Se levantó y me ofreció la mano, la tomé y me ayudó a estar recta de nuevo.

Respiré hondo y traté de tranquilizar mi agitado corazón. Tenía los nervios a flor de piel y la adrenalina burbujeando en mis venas.

Casi había acuchillado a Shiloh, y eso hizo que me agitara todavía un poco más.

Llevaba puesto un chubasquero con capucha por el que las gotas discurrían sin llegar a penetrar en el tejido. Además, el interior de la prenda estaba forrada por lo que parecía ser la cálida piel de un animal. En el amasijo de abrigo y jerséis entreví la empuñadura de su espada. A espaldas cargaba una amplia mochila.

– Sí, sí. – Suspiré y miré a mi alrededor, intranquila por si alguien nos había seguido y estaba aguardando el mejor momento para atacar. – Lo siento mucho. – Dije, guardándome los puñales en las botas e intentando sacarle importancia al asunto. – Tenemos que irnos de aquí. – Él me miró con un brillo extraño en los ojos que no fui capaz de descifrar porque desapareció demasiado rápido. Quizás fue orgullo, pero descarté la posibilidad automáticamente.
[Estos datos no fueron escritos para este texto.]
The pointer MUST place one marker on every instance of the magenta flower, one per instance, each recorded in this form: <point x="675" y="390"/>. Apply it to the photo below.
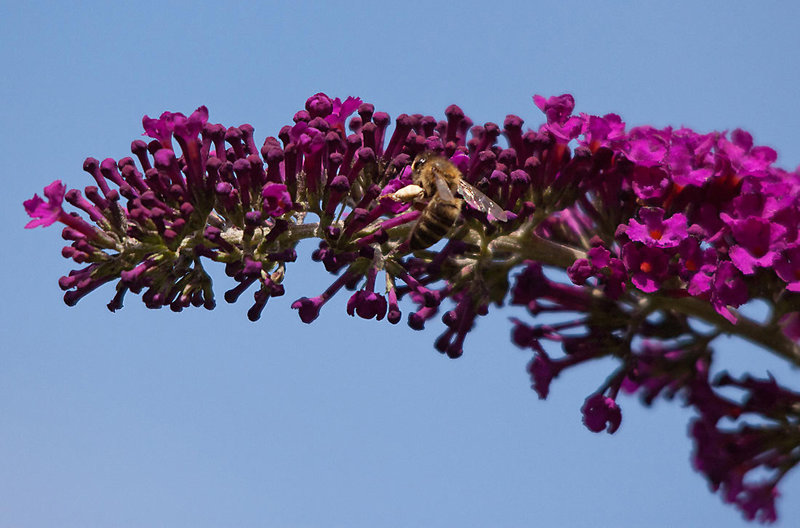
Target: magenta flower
<point x="758" y="242"/>
<point x="655" y="230"/>
<point x="46" y="213"/>
<point x="601" y="413"/>
<point x="648" y="266"/>
<point x="696" y="223"/>
<point x="277" y="200"/>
Él ignoró lo que había pasado unos segundos atrás, lo cual agradecí, se caló bien la capucha y asintió.

Corrimos por el bosque durante unos minutos que parecieron millones de años. La luvia negra me aguijoneaba la cara a pesar de que trataba de cubrírmela haciendo visera con los brazos. El agua se filtró a través de mis vaqueros y me empapó las piernas. Sin embargo, llevaba puestos tantos jerséis y abrigos que, afortunadamente, todavía tenía la parte superior de mi cuerpo intacta.
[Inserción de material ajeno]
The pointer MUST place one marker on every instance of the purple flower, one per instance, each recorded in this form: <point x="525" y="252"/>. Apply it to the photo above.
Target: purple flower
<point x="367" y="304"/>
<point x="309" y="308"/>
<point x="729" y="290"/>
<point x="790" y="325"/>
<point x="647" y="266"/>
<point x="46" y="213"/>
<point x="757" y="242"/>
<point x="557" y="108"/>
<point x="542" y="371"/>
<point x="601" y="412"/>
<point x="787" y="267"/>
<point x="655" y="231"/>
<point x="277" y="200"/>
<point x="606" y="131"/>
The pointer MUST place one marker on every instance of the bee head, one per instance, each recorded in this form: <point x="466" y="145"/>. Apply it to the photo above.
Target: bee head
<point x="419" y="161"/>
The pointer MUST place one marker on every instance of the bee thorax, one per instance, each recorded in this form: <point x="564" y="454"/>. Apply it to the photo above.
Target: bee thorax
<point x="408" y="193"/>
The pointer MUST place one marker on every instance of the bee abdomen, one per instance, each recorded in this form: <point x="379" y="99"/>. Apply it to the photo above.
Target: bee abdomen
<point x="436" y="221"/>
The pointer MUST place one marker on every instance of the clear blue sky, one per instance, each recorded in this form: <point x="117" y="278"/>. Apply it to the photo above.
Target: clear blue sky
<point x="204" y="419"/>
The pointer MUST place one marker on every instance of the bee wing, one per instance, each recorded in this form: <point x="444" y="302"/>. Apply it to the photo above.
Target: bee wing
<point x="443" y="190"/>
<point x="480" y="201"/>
Avanzamos rápidamente entre maleza, árboles y ruinas de antiguas viviendas. Ahora todo estaba embarrado y lleno de suciedad. El mundo había dejado de ser verde tóxico para teñirse de negro letal.

Las nubes opacas continuaban retorciéndose en el cielo. Los rayos convertían el lugar en una escena de blanco y negro. Los truenos se incrementaban y la tormenta nos azotaba con más fiereza a cada momento.

De repente, cuando vi lo que estaba buscando, detuve a Shiloh agarrándolo por el hombro.

– El garaje. – Señalé el lugar en el que tantas horas habíamos pasado Zay, Rona, él y yo, planeando cada movimiento de la guerra que estaba a punto de desencadenarse.